# Problem Set 3: Estimators

## MLE Proof

Suppose we have a random sample $X_1, X_2, \dots X_N$ whose assumed probability distribution depends on some unknown parameter $\theta$. The observed values of the sample are $x_1, x_2, \dots x_N$. We want to find an estimator $u(X_1, X_2, \dots X_N)$ such that $u(x_1, x_2, \dots x_N)$ is a "good" estimate of $\theta$. It seems reasonable that such an estimate of the unknown parameter $\theta$ would be the value of $u$ that maximises the probability, or the likelihood, of getting the actual data we observed.

If the probability density function of each $X_i$ is $f(x_i; \theta)$, the joint probability mass (or density) function of $X_1, X_2, \dots X_N$ is

$$L(\theta) = P(X_1 = x_1, X_2 = x_2, \dots X_N = x_N) = \prod_i^N f(x_i; \theta)$$

Assuming that the $X_i$ are independent Bernoulli random variables with unknown parameter $p$, the probability mass function of each $X_i$ is

$$f(x_i; p) = p^{x_i} (1-p)^{1-x_i}$$

In order to maximise the function, we need to find the $p$ that maximises the likelihood $L(p)$. To make the differentiation easier, we note that the value of $p$ that maximises $\ln \left[L(p)\right]$ will also maximise $L(p)$.

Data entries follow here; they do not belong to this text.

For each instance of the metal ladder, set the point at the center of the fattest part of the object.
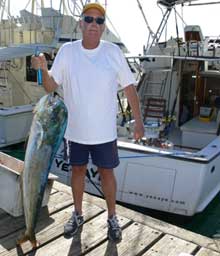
(154, 88)
(4, 74)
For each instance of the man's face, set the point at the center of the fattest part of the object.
(92, 30)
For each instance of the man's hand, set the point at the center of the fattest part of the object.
(138, 130)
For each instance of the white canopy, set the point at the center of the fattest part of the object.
(22, 50)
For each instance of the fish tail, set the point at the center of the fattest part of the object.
(27, 237)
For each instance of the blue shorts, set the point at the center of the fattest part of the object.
(103, 155)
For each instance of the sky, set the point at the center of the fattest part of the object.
(126, 17)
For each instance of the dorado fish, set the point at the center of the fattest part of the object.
(46, 133)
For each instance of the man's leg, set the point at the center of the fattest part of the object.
(108, 183)
(78, 185)
(78, 157)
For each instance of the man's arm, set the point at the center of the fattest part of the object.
(133, 100)
(40, 62)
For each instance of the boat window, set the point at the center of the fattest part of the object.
(31, 74)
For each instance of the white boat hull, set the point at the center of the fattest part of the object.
(15, 124)
(170, 181)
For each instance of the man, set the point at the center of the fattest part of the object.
(89, 71)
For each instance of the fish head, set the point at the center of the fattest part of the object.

$$\ln[L(p)] = \ln \left[ \prod_i p^{x_i} (1-p)^{1-x_i} \right] = \sum_i \left[x_i \ln(p) + (1-x_i) \ln(1-p) \right]$$

Take the first derivative with respect to $p$, and set it to zero:

$$\frac{\partial}{\partial p} \ln[L(p)] = \sum_i \left[\frac{x_i}{p} - \frac{1-x_i}{1-p} \right] = 0$$

Multiply both sides by $p (1-p)$:

$$ \sum_i \left[(1-p) x_i - p (1 - x_i)\right] = \sum_i (x_i - p) = 0$$

$$\sum_i x_i - N p = 0$$

Thus, we finally get

$$p = \frac{1}{N} \sum_i x_i$$

Source: https://onlinecourses.science.psu.edu/stat414/node/191

## Standardize and scale data

Suppose you have a set of data $x_1, x_2, \dots x_N$ with mean 5, standard deviation 4 and variance 16. If $x_i =$ 9, what is its standard score?

In [16]:
from __future__ import print_function, division

xi = 9
mu = 5
sd = 4

print((xi-mu)/sd)

1.0


Now let's multiply every data point by 1.5 and calculate the new mean, variance and standard deviation. Also calculate the new standard score $z$ of the point we considered earlier.

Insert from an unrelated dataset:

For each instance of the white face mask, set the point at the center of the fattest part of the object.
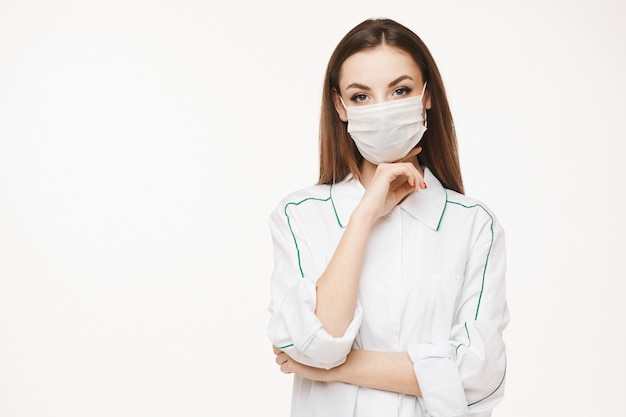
(386, 132)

$$\mu' = \sum_i x_i'= \sum_i (1.5 x_i) = 1.5 \mu$$

$$\sigma'^2 = \frac{1}{N} \sum_i (1.5 x_i - \mu')^2 = \frac{1}{N} \sum_i (1.5 x_i - 1.5 \mu)^2 = 2.25 \sigma^2$$

In [17]:
xi = 1.5*xi
mu = 1.5*mu
sd = 1.5*sd

print(xi)
print((xi-mu)/sd)

13.5
1.0


## Scatter plot spread

If we have the following plot of adult height vs child height,

![](scatterplot.png)

which of two variables has the largest variance?

*Answer: adult height - look at how the data is spread out with respect to the mean for each variable.*

## Histogram averages

In the following histogram, what are the mean, median and mode?

![](histogram.png)

In [18]:
mean = (1 + 2*2 + 3*3 + 2*4 + 5 + 6 + 11)/(1 + 2 + 3 + 2 + 1 + 1 + 1)
print(mean)

4.0


The value 3 is both the median and the mode.